We need to have a ‘both… and…’ strategy here. It is good to have a large and strong appetite for the things of God. It is also good to take time to savour what is being provided for us. I hope I never lose my William Booth passion. I definitely do not want my Christianity to degenerate into something cool and diluted. That would be a Laodicean recipe for disaster; a pretence at being sophisticated whilst rendering oneself unpalatable to the Almighty. Maybe Charles Wesley was onto something when he wrote ‘I want an even strong desire, I want a calmly fervent zeal’.
So, in some ways I am not the best person to be writing this particular blog, based as it is on illustrations of food and drink.

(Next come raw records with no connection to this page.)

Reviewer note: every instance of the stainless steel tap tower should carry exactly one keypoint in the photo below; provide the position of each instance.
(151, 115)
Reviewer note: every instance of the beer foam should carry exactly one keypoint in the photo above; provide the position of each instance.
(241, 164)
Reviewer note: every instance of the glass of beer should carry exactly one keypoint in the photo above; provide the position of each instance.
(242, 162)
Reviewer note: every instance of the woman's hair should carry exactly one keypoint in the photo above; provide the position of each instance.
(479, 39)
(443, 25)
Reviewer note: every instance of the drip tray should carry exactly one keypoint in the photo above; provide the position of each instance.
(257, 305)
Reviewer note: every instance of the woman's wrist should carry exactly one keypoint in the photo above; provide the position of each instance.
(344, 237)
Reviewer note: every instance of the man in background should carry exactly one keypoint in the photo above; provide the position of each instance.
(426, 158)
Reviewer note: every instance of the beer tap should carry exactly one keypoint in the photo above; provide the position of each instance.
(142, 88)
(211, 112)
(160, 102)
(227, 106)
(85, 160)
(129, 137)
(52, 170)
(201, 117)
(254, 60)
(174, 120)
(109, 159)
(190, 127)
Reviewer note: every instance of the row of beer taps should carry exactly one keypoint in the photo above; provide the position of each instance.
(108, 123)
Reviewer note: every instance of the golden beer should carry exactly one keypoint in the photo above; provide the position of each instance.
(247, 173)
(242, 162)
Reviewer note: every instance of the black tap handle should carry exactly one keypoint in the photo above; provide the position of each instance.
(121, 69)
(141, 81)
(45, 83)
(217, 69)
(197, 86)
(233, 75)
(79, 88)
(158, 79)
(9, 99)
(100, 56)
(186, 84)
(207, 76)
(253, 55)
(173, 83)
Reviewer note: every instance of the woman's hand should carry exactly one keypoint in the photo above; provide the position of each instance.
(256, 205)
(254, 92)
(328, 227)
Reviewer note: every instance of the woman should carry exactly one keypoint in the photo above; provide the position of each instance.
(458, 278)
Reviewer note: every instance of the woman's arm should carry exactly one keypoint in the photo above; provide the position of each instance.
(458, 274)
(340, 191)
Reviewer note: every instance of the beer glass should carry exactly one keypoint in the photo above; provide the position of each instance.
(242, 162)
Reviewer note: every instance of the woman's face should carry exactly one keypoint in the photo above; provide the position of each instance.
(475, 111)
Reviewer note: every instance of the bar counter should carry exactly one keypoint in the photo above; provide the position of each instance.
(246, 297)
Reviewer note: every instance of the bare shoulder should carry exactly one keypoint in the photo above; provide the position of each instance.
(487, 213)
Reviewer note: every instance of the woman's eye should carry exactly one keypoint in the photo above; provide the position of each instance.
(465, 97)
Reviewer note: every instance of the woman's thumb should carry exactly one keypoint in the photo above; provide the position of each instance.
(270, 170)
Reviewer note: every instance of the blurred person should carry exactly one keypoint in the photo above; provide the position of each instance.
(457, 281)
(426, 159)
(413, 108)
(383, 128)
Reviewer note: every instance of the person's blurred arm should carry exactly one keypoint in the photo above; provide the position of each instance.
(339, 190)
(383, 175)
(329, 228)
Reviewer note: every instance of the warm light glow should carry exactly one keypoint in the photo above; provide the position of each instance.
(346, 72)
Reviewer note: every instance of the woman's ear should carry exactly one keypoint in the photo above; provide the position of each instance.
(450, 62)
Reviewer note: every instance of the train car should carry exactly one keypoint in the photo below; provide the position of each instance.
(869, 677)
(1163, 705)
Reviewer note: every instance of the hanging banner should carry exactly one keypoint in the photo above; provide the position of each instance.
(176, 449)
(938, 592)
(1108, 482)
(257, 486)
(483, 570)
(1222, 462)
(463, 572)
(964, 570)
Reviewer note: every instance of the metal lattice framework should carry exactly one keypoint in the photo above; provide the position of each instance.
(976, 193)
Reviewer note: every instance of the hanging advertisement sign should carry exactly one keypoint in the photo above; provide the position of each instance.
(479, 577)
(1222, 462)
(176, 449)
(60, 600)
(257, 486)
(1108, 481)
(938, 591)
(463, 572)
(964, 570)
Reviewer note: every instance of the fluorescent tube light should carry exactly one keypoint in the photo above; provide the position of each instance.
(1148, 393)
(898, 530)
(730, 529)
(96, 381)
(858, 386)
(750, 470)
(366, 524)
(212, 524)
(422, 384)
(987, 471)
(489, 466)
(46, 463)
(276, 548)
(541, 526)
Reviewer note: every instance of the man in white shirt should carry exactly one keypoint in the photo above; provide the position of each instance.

I have always tended to eat in haste with minimal discernment but I am keen to improve. In Hebrews 5 the writer emphasises the need to graduate from milk to meat but in so doing speaks of ‘those who by reason of use have their senses exercised to discern…’ The writer then sets this discernment in the realm of good and evil. Now we know that both evil and good come in a whole range of flavours. To have greater discernment that opens up for us a wider range of good, God-given flavours could be a real blessing.
Let us develop an appetite for, and a delight in, all that God has on offer for us.